Re: Process-shared futexes on hugepages puts the kernel in an infinite loop in 2.6.32.11; is this fixed now?

Previous thread: [PATCH] fs-writeback : check sync bit earlier in inode_wait_for_writeback by Richard Kennedy on Friday, April 16, 2010 - 8:33 am. (1 message)

Next thread: [PATCH] drm/radeon/kms: fix rs600 tlb flush by Jerome Glisse on Friday, April 16, 2010 - 9:46 am. (1 message)

Hello all,

I'm having an annoying kernel bug regarding huge pages in Fedora 12:

https://bugzilla.redhat.com/show_bug.cgi?id=552257

Basically I want to use huge pages in a multithreaded number crunching
program, which happens to use process-shared semaphores (because fftw
does it).  The futex for the semaphore ends up lying on a huge page, and
I then get an endless loop in get_futex_key(), apparently because the
anonymous huge page containing the futex does not have a page->mapping.
A test case is provided in the above link.

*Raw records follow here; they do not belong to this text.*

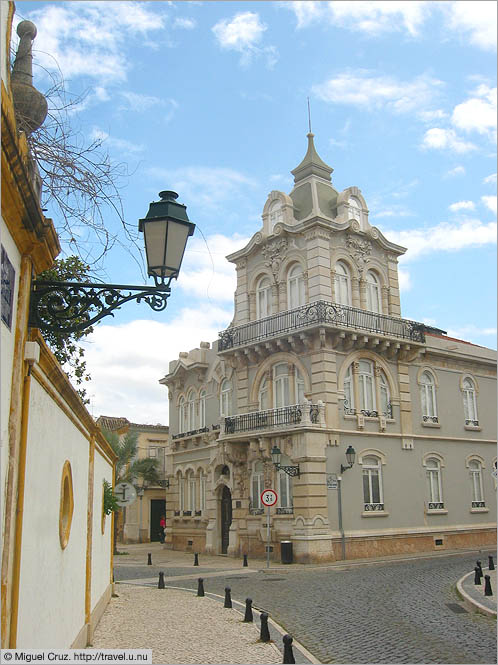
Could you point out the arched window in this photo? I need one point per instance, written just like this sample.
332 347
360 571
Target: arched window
428 397
366 385
469 402
295 287
276 213
225 398
191 492
475 470
257 486
202 491
190 411
434 484
181 492
342 284
354 209
263 396
263 298
181 415
285 487
373 498
374 302
202 408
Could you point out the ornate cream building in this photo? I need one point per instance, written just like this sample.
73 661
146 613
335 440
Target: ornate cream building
318 361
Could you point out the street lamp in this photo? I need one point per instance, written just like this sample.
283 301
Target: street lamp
276 455
73 306
350 457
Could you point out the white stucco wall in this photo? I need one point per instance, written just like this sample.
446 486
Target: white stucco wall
7 338
101 543
52 588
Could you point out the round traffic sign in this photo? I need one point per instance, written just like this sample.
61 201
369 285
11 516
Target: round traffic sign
269 497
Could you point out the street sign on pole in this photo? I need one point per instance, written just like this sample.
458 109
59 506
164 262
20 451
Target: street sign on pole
268 498
126 494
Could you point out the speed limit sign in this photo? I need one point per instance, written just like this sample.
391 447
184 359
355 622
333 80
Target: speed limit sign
269 498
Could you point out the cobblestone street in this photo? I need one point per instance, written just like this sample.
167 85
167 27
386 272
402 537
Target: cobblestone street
389 612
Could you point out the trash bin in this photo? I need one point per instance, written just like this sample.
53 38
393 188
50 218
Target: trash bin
286 551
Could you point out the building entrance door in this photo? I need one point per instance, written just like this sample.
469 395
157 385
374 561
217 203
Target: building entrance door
157 509
226 518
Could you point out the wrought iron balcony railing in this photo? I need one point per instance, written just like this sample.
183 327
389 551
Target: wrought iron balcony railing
325 312
257 420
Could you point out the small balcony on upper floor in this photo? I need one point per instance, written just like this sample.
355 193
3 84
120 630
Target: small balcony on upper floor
350 327
284 419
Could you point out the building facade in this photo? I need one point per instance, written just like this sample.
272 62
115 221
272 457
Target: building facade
56 539
141 519
318 361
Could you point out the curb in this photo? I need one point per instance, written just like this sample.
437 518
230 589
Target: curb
469 602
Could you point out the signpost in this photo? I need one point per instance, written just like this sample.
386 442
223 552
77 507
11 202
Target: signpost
268 498
126 494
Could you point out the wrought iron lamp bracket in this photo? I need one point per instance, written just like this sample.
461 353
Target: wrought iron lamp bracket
66 307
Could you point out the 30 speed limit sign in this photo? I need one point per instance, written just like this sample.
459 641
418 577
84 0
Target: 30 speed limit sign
269 498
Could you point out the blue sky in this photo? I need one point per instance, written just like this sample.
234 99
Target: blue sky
210 99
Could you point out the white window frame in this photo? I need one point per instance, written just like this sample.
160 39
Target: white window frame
190 410
263 298
373 292
434 483
469 402
343 292
475 472
225 397
202 408
372 469
428 401
295 287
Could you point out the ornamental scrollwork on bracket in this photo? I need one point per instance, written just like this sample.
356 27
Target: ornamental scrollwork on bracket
273 254
360 250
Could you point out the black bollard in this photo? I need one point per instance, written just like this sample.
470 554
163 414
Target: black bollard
288 653
488 591
248 615
264 635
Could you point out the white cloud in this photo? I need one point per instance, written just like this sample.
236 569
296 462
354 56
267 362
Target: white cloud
89 38
209 187
184 23
445 237
113 142
477 113
475 20
363 88
205 271
445 139
458 170
243 33
489 202
462 205
369 17
125 373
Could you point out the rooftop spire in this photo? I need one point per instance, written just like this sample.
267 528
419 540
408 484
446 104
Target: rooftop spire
30 105
312 164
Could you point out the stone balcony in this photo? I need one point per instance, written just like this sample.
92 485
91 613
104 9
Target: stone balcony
283 419
336 325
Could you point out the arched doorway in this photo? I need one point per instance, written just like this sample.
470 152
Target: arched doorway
226 518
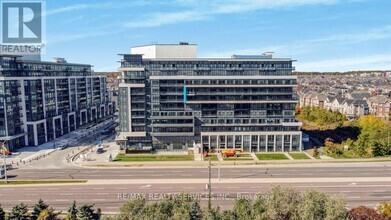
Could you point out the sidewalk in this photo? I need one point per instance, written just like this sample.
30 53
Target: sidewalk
215 181
25 155
154 164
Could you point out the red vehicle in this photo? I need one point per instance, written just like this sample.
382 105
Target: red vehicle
7 152
230 153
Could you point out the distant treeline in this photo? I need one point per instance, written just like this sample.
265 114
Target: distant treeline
108 74
340 73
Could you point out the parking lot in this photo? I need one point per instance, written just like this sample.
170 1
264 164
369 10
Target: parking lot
56 152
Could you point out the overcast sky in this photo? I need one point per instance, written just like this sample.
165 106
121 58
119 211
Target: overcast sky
322 35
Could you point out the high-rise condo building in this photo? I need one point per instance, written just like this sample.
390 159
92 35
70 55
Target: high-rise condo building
170 99
40 101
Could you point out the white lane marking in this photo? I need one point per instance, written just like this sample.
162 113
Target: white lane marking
66 194
165 187
187 187
61 200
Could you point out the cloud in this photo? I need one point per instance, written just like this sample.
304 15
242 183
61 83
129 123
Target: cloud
159 19
357 37
103 5
371 62
202 10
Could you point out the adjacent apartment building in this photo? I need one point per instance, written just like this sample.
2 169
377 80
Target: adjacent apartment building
170 99
40 101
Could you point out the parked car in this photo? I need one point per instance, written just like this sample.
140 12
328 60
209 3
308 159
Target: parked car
100 150
230 153
63 146
9 167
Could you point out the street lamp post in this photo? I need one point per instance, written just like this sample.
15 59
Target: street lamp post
5 162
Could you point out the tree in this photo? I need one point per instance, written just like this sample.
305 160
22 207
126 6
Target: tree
379 149
2 214
365 213
312 205
282 203
38 208
132 209
242 209
19 212
385 208
335 208
47 214
72 212
212 214
86 212
315 152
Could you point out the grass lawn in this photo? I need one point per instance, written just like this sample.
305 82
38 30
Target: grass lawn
237 158
22 182
272 157
139 158
212 158
299 156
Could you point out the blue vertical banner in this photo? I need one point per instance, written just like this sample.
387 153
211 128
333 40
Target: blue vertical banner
184 94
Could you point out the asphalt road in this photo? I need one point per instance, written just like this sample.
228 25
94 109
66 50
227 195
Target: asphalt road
382 169
110 197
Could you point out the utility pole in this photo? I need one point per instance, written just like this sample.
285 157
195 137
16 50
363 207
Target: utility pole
218 169
5 162
210 186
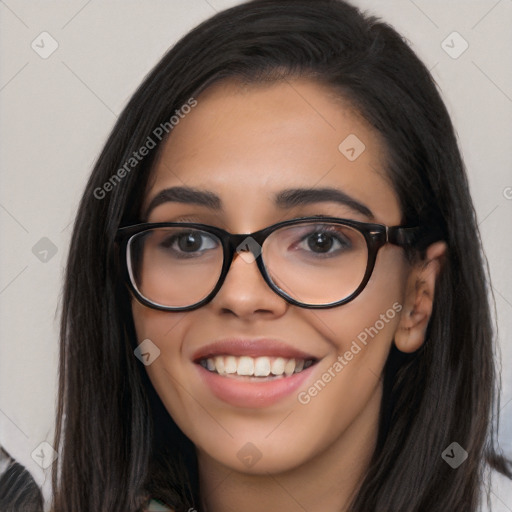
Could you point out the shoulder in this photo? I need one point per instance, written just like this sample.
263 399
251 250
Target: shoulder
18 490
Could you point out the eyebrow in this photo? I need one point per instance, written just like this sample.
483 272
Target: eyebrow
284 199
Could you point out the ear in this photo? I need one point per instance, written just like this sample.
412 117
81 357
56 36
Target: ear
419 299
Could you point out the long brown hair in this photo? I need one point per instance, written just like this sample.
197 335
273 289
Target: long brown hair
117 444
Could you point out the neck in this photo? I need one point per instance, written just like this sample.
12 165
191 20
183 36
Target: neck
325 483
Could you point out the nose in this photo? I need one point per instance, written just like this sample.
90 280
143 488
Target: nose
245 292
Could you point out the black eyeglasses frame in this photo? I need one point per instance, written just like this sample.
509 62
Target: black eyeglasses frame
376 236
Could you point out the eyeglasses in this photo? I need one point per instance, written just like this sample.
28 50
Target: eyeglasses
312 262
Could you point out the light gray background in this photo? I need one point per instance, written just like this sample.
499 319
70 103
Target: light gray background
56 114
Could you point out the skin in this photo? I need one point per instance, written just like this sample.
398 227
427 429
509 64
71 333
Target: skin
246 143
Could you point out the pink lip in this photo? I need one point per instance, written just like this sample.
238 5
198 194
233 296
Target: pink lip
252 394
239 392
250 347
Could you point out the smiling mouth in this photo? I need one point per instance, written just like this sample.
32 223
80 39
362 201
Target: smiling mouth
256 367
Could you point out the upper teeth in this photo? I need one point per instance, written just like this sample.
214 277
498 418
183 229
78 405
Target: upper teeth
255 366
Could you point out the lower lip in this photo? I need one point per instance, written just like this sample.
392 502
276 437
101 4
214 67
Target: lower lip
252 394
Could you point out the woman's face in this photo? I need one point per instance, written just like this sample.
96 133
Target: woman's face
246 145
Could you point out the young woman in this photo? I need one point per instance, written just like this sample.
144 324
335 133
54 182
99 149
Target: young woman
275 297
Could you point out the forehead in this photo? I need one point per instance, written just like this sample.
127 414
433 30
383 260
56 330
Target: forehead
247 142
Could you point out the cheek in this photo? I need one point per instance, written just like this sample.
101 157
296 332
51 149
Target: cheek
165 332
361 332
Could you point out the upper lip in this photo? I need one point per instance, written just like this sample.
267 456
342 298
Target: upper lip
250 347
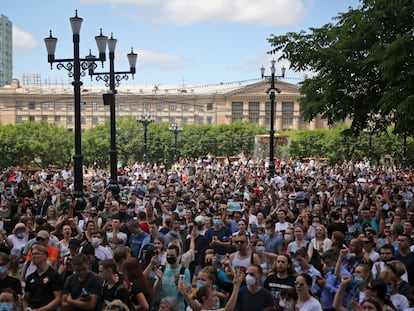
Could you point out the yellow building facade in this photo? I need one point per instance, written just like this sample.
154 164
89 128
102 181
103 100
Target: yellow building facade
205 104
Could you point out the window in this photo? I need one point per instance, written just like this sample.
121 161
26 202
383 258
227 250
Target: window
160 107
254 112
236 111
287 113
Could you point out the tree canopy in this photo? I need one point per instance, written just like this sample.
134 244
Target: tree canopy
363 63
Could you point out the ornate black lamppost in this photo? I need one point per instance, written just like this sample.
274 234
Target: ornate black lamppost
175 129
112 79
272 95
76 68
145 120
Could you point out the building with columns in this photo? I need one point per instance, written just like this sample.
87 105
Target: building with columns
203 104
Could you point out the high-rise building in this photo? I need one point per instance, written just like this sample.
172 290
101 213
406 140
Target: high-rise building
6 51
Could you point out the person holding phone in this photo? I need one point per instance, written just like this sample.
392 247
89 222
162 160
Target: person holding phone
82 290
168 279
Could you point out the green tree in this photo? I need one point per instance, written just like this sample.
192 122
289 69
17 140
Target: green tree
364 65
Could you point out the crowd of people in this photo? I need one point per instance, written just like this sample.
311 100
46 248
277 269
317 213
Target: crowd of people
205 236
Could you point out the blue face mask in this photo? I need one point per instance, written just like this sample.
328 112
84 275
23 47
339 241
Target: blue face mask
21 235
200 283
358 280
260 249
3 270
6 306
390 289
216 222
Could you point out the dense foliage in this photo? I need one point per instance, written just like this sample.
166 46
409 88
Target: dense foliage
44 143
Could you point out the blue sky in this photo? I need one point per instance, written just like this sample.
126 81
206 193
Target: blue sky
177 41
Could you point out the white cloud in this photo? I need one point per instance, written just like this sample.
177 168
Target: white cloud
162 60
23 40
186 12
261 12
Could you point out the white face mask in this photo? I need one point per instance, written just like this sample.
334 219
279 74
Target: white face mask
96 242
288 237
250 280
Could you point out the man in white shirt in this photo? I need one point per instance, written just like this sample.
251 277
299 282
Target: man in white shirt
116 238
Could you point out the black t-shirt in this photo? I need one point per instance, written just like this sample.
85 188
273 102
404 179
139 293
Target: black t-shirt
11 282
275 285
118 291
247 301
92 284
337 226
42 287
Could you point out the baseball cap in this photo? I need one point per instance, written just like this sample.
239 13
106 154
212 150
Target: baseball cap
42 234
74 243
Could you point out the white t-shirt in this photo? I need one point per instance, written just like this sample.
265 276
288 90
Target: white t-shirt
102 252
121 236
311 305
282 227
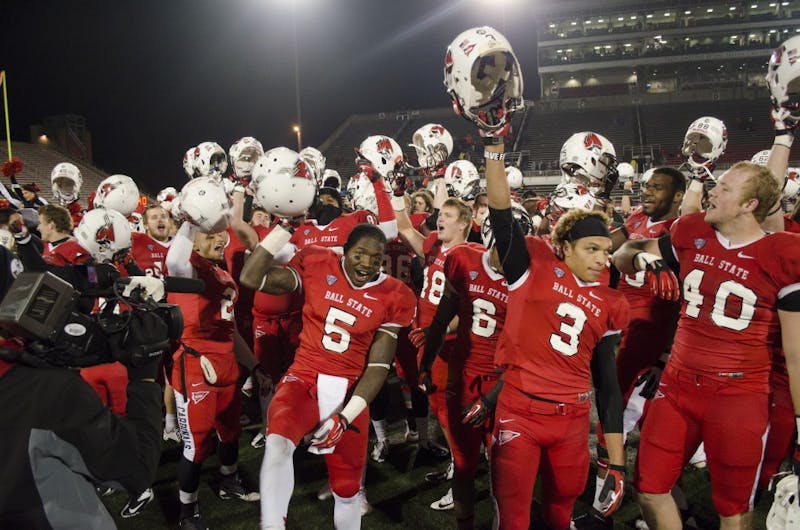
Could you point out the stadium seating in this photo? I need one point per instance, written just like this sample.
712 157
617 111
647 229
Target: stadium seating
38 161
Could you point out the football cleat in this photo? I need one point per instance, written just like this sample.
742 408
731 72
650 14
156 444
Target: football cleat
380 451
135 505
231 487
445 503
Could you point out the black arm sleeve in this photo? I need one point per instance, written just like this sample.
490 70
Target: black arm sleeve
510 243
435 335
608 393
665 246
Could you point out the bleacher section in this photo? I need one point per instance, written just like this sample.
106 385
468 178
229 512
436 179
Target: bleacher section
37 163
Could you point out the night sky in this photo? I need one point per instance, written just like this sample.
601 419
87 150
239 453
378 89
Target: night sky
153 78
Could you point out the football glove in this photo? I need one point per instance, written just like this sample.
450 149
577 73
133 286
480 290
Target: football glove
330 431
650 379
662 281
425 383
613 490
417 337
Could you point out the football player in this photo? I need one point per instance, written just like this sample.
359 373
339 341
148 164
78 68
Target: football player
347 344
740 288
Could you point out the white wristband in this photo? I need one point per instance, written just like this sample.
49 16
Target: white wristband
275 240
695 186
786 140
354 407
642 259
398 203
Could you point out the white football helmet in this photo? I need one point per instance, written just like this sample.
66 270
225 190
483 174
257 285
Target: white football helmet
204 203
761 157
483 77
66 181
284 183
104 234
625 171
117 192
647 175
589 159
362 193
433 144
210 160
514 177
315 160
785 510
331 174
783 78
189 162
461 178
568 196
704 142
243 155
383 153
520 215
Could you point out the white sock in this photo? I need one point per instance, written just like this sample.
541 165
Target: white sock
347 512
186 497
598 485
422 428
276 481
380 429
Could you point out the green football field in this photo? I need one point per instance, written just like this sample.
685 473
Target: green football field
396 489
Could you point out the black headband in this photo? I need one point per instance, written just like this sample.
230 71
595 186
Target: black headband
587 227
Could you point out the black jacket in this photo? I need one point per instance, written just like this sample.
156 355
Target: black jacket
58 440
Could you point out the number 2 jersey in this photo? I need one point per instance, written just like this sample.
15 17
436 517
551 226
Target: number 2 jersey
729 323
339 319
554 321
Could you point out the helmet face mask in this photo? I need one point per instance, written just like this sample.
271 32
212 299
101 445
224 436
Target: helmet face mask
104 234
483 77
703 144
284 183
461 178
66 181
243 155
383 154
783 78
433 144
589 159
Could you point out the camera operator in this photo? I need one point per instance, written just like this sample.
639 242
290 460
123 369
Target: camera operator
60 440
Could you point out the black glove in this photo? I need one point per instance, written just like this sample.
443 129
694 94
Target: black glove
651 378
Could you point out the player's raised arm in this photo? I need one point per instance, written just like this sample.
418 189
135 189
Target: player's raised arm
260 274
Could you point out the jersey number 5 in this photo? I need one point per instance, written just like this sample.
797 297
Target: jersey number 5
336 338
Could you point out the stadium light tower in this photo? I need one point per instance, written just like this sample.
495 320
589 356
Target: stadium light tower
299 134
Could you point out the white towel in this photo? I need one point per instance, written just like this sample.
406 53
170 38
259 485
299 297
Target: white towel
331 391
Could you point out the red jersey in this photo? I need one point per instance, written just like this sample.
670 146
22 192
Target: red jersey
728 325
483 295
208 318
67 252
334 234
433 288
150 254
555 321
340 324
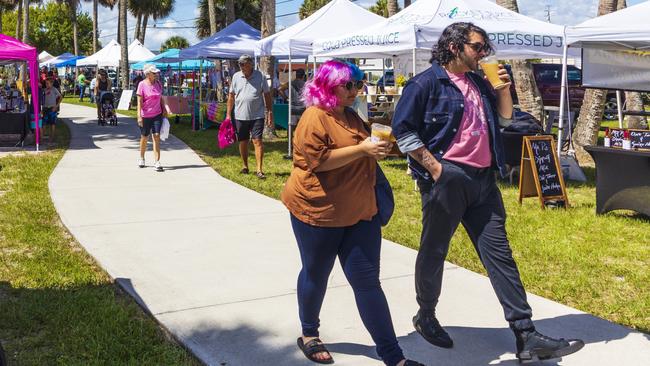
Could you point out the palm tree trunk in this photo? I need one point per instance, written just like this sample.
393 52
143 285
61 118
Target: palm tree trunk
593 105
25 21
124 61
19 16
230 11
530 99
95 32
138 24
266 63
75 38
143 29
633 100
392 7
212 14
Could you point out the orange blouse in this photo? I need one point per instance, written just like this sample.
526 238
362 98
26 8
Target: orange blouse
334 198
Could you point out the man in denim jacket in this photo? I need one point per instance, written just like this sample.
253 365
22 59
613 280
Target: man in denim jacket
447 121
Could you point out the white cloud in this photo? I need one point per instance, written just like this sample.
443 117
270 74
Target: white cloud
108 23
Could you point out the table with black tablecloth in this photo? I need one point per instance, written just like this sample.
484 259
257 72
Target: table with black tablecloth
14 123
622 179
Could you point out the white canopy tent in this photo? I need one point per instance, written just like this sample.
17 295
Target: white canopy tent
419 25
615 54
335 18
236 39
138 52
44 56
110 55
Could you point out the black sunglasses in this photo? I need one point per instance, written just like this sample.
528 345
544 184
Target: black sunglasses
480 46
353 84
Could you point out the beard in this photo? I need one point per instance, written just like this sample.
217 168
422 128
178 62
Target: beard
468 61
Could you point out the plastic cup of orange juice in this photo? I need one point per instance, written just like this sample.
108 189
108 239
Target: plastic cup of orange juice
490 66
380 132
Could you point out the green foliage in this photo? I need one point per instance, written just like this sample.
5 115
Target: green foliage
249 11
309 7
380 8
174 42
50 28
57 306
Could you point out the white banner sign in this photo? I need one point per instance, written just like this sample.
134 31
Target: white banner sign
615 70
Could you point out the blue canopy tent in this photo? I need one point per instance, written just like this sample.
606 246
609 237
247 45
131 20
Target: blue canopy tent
70 62
171 58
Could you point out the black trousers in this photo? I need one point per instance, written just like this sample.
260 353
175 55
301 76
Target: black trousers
470 196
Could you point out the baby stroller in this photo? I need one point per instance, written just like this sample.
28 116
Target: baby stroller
107 109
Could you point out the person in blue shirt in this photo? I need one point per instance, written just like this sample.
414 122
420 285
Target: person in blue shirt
448 121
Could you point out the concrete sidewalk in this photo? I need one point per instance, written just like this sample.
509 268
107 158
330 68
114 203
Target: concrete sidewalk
216 264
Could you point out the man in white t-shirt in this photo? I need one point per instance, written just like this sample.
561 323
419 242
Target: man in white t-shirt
250 95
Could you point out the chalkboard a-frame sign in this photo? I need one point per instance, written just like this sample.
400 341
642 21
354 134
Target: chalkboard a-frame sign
541 175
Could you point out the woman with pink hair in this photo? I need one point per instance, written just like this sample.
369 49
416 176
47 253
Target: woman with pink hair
331 197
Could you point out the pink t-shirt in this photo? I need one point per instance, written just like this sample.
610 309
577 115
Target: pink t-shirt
471 145
151 95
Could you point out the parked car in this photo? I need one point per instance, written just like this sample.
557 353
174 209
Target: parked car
549 83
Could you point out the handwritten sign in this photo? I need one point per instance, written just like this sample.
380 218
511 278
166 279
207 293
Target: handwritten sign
541 175
640 139
616 136
547 174
125 100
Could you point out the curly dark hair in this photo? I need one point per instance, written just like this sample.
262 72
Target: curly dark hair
457 34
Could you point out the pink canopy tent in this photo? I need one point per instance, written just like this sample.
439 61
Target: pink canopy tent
13 49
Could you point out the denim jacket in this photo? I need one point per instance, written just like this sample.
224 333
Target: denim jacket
429 114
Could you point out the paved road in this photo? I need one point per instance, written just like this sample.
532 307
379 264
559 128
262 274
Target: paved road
216 264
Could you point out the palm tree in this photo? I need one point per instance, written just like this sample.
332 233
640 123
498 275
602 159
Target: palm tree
6 5
392 7
633 100
380 8
212 16
124 61
266 63
593 105
249 11
530 99
174 42
309 7
25 21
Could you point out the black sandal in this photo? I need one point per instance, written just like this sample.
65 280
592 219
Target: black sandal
312 347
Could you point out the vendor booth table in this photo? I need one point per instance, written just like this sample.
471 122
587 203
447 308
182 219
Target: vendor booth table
14 123
622 179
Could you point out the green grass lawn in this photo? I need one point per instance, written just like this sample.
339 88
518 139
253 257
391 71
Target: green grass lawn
598 264
57 307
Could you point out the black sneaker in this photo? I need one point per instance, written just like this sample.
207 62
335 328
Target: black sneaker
431 330
533 346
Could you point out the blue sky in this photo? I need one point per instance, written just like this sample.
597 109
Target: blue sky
562 12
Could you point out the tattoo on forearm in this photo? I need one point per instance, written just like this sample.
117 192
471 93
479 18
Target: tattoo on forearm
425 158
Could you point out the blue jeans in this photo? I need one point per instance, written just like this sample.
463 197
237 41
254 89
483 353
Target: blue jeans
358 248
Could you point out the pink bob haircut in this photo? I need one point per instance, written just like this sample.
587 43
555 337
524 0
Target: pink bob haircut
319 91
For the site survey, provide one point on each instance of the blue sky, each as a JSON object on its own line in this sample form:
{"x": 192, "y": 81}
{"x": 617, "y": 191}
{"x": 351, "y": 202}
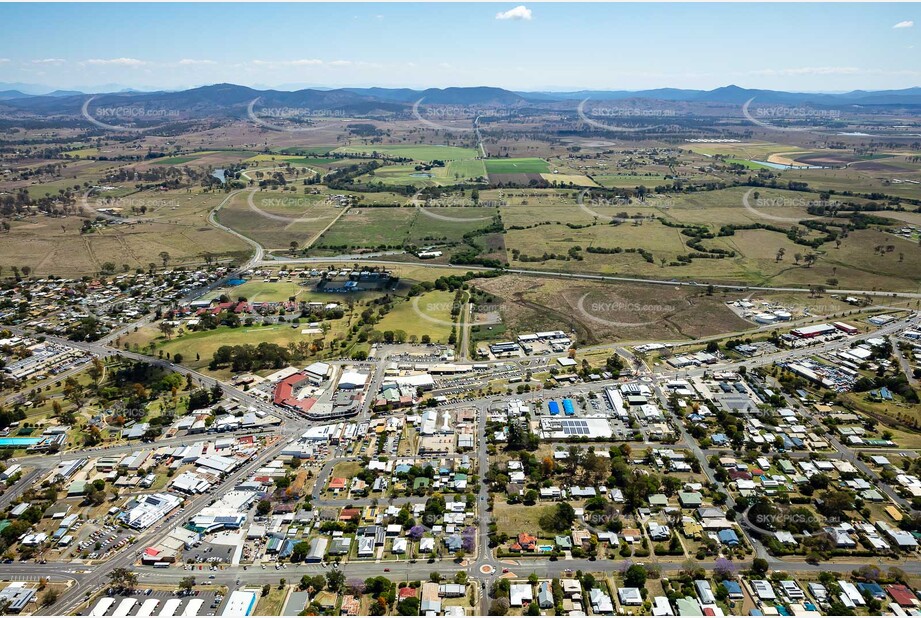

I reported the bug to Fedora bugzilla months ago, but haven't received
any feedback yet.  The Fedora kernel is based on 2.6.32.11, and a
cursory glance at the 2.6.34-rc3 source does not yield any relevant
change.

So, could anyone tell me if the current mainline kernel might act better
in this respect, before I get around to compiling it?

Thank you very much.

Please CC me as I'm not subscribed.

r6144

--


No, it works much better if you simply mail LKML and CC people who work

Right, so I had a quick chat with Mel, and it appears MAP_PRIVATE
hugetlb pages don't have their page->mapping set.

I guess something like the below might work, but I'd really rather not
add hugetlb knowledge to futex.c. Does anybody else have a better idea?
Maybe create something similar to an anon_vma for hugetlb pages?

---
 kernel/futex.c |    4 ++--
 1 files changed, 2 insertions(+), 2 deletions(-)

diff --git a/kernel/futex.c b/kernel/futex.c
index e7a35f1..b0f1b2d 100644
--- a/kernel/futex.c
+++ b/kernel/futex.c
@@ -252,7 +252,7 @@ again:
 
 	page = compound_head(page);
 	lock_page(page);
-	if (!page->mapping) {
+	if (!page->mapping && !PageHuge(page)) {
 		unlock_page(page);
 		put_page(page);
 		goto again;
@@ -265,7 +265,7 @@ again:
 	 * it's a read-only handle, it's expected that futexes attach to
 	 * the object not the particular process.
 	 */
-	if (PageAnon(page)) {
+	if (PageAnon(page) || (PageHuge(page) && !page->mapping)) {
 		key->both.offset |= FUT_OFF_MMSHARED; /* ref taken on mm */
 		key->private.mm = mm;
 		key->private.address = address;


--


anon_vma for hugetlb pages sounds overkill, what would it gain? In this
context, futex only appears to distinguish between whether the
references are private or shared.

Looking at the hugetlbfs code, I can't see a place where it actually cares
about the mapping as such. It's used to find shared pages in the page cache
(but not in the LRU) that are backed by the hugetlbfs file. For hugetlbfs
though, the mapping is mostly kept in page->private for reservation accounting
purposes.

I can't think of other parts of the VM that touch the mapping if the
page is managed by hugetlbfs so the following patch should also work but
without futex having hugetlbfs-awareness. What do you think? Maybe for
safety, it would be better to make the mapping some obvious poison bytes
or'd with PAGE_MAPPING_ANON so an oops will be more obvious?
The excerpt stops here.